Con frecuencia, la política exterior de Estados Unidos ha estado teñida de miopía, entre otras causas, por desconocimiento o valoración impropia de la idiosincrasia cultural, política o religiosa, o la historia misma de otros países.
En América Latina, en el SXX, fueron notables las intervenciones directas, en ocasiones acompañadas del uso de la fuerza, al alimón con caudillos militares para la supuesta contención del comunismo en la región. Como balance de estas acciones sistemáticas floreció en la conciencia de Latinoamérica el anti imperialismo yanqui, que fertilizó el suelo para la revolución castrista y sus derivaciones aplaudidas en todo el hemisferio.
Desde hace ya unas cuantas décadas EE.UU. reemplazó la fórmula de fuerza por la figura de las sanciones económicas como medio para desplazar del poder a regímenes indeseables. Tal propósito ha fracasado en todos los casos, pero la receta continúa inalterable. Sobran los ejemplos: Cuba, Irán, Norcorea y bastantes más.
Son conocidos los efectos indeseados de las sanciones, entre otros, sobre las condiciones de vida de la población afectada por las restricciones impuestas y, en algunos casos, hasta coadyuvan al fortalecimiento político del régimen. En el comercio internacional, las sanciones suelen promover como alternativa mercados negros, turbios por naturaleza. En Venezuela, la venta de su principal producto de exportación, el petróleo, se negocia hoy, sin transparencia alguna, con descuentos de 30% o más sobre el precio de referencia, un diferencial cuya apropiación es totalmente desconocida, e Igual de oscura es la comercialización de oro y otros valiosos minerales.
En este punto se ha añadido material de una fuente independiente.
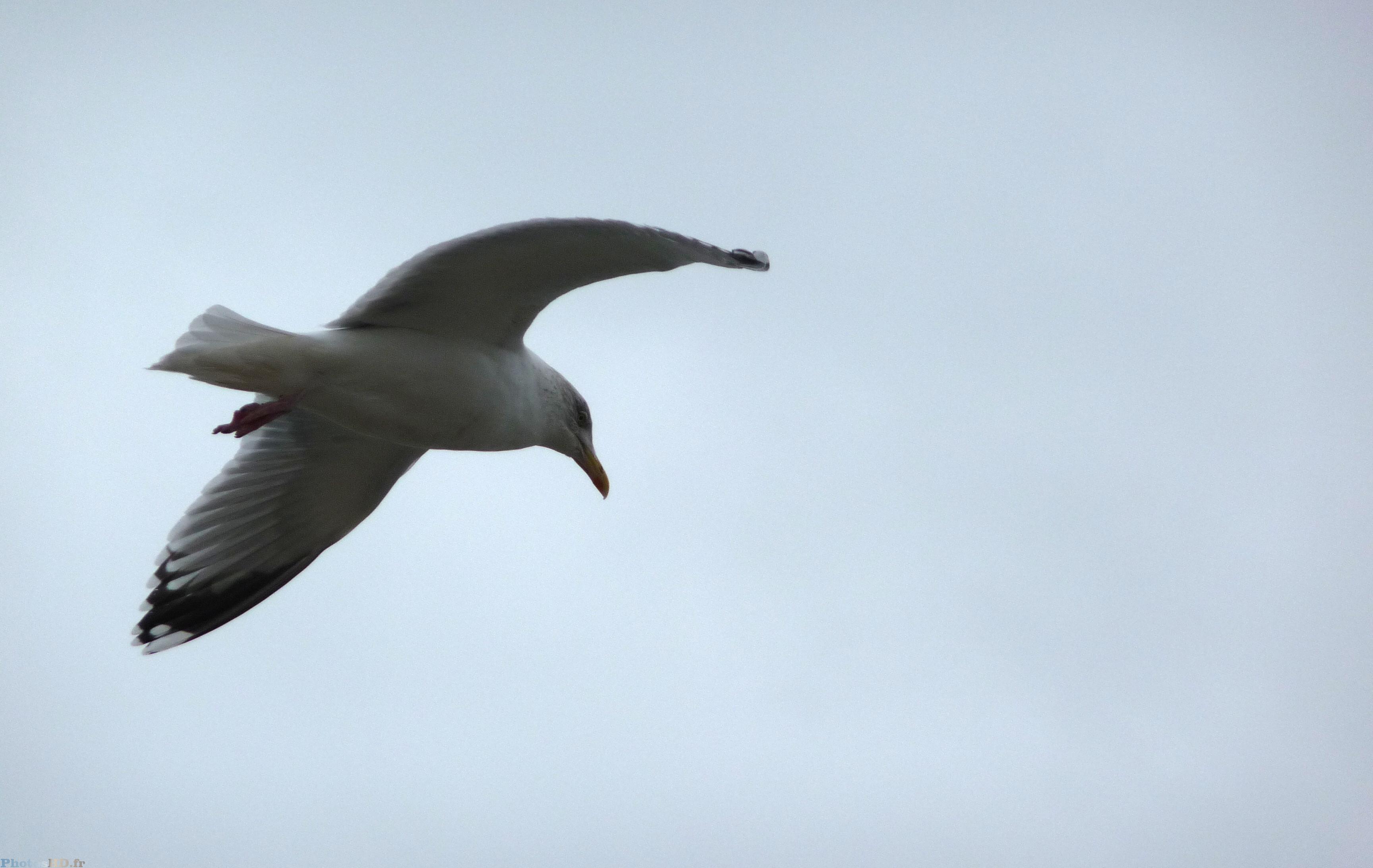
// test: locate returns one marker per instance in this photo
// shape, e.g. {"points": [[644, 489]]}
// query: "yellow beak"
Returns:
{"points": [[591, 464]]}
Esta semana, el gobierno de Estados Unidos anunció que “no hay planes para suavizar las sanciones a Venezuela” más allá de la limitada licencia concedida a la petrolera Chevron para operar y cobrar deudas pasadas. Una noticia que no altera el status quo del país, ni tampoco la expectativa de cambio político, pero que, no dudamos, celebran quienes saben sacar provecho de las sanciones.